Texas lawmakers are going late into the evening Thursday sparring over voting legislation.
Republicans say it's about election integrity. Democrats call it voter suppression.
The debate Thursday has been heated.
Democrats are throwing everything they can trying to chip away at this bill. Some have already said they know this is passing, but they are putting up a fight. One says they have 100 amendments to offer and will go all night.
Thursday morning, critics of the legislation started showing up at the capitol ahead of the debate.
The House is still debating Senate Bill 7, which has passed the Senate.
But Republicans on a House committee last week actually substituted in a House version of the bill, so that's really what it is.
One of the big points of contention is over the reason for this legislation.
The bill's author, State Rep Briscoe Cain, a Deer Park Republican, acknowledged the secretary of state said our 2020 election was fair. There’s been no substantive evidence of fraud.
Some of the argument was over whether legislation like this is necessary.
"The purpose of this is to make it even more safe and secure," Cain said. "The constitution commands the legislature to pass legislation to attack fraud and to preserve the purity of the ballot box, and I’ve seen a lot of polling suggesting the trust in our elections process is down."
"So if it’s not broken, what are we trying to fix?" said State Rep. Jessica Gonzalez (D-Dallas). "I mean that old saying, ‘if it ain’t broke, don’t fix it.’ Right?"
"Every session, we see omnibus election bills filed and this is no different," Cain said. "We’re here to clean things up. It’s a patchwork system."
Race has been a significant point of discussion. Specifically, with regard to the fact the legislation expands protections for, and access of, partisan poll watchers at polling locations.
Critics of the legislation point to this country’s history of voter intimidation targeting people of color. Republicans say it’s not the intent of the legislation.
One of the more poignant exchanges came over a line of question about a single word in the bill, which is also in the Texas constitution and resulted in roars from the House gallery.

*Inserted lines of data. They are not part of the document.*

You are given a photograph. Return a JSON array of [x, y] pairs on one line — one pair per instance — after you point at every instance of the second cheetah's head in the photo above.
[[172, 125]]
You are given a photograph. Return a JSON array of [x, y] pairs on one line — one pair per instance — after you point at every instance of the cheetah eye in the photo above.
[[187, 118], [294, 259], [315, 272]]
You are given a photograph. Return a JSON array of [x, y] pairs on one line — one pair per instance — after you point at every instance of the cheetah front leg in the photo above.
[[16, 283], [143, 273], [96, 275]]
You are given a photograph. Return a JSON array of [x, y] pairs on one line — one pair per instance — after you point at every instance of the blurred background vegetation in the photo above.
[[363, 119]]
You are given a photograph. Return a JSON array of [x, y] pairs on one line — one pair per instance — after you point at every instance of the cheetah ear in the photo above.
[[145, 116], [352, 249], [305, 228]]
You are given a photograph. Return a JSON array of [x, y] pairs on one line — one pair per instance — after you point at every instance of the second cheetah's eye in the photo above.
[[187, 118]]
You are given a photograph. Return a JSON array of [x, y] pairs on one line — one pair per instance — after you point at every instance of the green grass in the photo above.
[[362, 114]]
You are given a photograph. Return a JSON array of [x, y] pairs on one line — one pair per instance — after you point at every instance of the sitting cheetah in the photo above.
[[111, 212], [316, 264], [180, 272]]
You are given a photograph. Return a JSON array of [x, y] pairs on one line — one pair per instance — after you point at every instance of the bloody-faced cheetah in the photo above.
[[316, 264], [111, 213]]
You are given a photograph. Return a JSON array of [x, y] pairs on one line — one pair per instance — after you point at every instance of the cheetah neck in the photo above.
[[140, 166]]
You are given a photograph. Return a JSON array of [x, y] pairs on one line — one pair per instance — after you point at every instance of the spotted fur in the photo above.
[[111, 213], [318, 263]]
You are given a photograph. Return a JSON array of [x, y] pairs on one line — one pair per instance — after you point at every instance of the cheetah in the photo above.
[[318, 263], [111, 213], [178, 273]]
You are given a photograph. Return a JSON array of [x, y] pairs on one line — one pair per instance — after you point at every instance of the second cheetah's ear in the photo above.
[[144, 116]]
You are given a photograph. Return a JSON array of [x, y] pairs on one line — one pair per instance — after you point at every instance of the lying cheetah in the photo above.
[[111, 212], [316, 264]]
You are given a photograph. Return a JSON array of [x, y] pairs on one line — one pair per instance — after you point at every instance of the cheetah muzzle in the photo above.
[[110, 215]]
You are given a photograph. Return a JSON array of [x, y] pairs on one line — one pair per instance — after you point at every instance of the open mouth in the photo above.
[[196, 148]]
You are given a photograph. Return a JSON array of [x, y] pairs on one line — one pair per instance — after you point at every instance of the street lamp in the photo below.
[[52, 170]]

"Are you aware that references to purity of the ballot box used throughout this country's history has been a justification for states to disenfranchise groups they deem unfit to vote or somehow lacking?" asked State Rep. Rafael Anchia.
"I wasn't aware of that," Cain said. "I guess I thought purity meaning not having fraud in it or something."
Governor Greg Abbott has signaled his eagerness to sign the voting legislation.